Все счастливые семьи похожи друг на друга, так же как и несчастливые. Всё смешалось в доме Толстых. Поводов к счастью или несчастью в семейной жизни не так уж и много: любит или не любит, изменяет или не изменяет.

«Он не мог раскаиваться в том, что не был влюблён в жену, мать пяти живых и двух умерших детей, бывшую только годом моложе его. Ему казалось, что она, истощённая, состарившаяся, уже некрасивая женщина и ничем не замечательная, простая, только добрая мать семейства, по чувству справедливости должна быть снисходительна. Оказалось, совсем противное» {Л.Толстой, «Анна Каренина»).

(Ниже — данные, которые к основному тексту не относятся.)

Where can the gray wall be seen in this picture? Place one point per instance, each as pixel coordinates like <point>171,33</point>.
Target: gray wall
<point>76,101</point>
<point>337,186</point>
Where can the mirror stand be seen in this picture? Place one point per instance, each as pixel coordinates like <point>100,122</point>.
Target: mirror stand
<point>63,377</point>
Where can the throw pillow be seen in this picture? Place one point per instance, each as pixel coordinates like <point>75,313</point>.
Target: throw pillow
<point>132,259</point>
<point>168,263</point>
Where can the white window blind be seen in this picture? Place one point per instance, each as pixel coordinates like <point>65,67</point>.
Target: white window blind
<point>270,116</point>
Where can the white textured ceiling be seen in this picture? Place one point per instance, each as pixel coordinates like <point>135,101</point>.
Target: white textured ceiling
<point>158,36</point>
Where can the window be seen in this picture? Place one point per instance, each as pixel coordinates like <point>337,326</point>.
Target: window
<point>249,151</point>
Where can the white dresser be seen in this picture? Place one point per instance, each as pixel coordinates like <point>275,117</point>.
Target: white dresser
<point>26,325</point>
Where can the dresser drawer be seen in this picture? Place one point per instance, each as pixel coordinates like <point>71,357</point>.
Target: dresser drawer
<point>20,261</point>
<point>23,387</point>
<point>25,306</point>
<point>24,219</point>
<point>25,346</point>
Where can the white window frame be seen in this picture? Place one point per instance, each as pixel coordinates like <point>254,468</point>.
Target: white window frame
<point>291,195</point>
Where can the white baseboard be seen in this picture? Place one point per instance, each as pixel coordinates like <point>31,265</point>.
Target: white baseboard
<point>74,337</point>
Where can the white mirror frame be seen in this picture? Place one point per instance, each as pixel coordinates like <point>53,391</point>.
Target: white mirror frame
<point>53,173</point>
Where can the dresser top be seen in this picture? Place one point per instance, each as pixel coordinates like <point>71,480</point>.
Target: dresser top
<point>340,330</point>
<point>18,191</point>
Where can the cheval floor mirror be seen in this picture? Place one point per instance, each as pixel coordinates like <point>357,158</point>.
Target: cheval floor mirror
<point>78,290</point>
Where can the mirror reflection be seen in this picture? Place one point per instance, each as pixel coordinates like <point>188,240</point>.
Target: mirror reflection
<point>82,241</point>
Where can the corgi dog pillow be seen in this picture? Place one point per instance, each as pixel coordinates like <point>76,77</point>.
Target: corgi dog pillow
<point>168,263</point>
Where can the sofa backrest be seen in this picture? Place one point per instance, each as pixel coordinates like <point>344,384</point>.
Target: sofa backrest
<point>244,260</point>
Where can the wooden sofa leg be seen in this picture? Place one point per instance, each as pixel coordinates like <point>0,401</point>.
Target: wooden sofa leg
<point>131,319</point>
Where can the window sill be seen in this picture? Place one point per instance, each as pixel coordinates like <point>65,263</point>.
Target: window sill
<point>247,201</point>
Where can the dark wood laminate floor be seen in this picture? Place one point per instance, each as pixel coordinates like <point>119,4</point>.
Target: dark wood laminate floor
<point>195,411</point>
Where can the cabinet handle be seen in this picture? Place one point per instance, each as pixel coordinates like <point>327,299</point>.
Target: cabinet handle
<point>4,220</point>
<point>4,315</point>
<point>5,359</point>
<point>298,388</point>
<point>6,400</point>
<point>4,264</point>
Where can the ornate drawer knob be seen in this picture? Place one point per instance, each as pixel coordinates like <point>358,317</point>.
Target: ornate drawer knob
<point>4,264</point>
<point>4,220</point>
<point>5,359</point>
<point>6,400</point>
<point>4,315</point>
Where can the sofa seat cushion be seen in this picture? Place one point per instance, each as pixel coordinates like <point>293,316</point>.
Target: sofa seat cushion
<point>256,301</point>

Оказалось, что в старости, как и в молодости, люди остаются один на один. Два разных, часто чужих человека. Когда-то они узнали друг друга и полюбили, у них родились дети. Дети росли, болели, умирали. Книги писались и переписывались. Жизнь, как шумная улица, разделила двух прохожих. Но вот опустилась ночь. Стихло движение, и двое по разные стороны, наконец, видят друг друга и понимают, что зря простояли целый день.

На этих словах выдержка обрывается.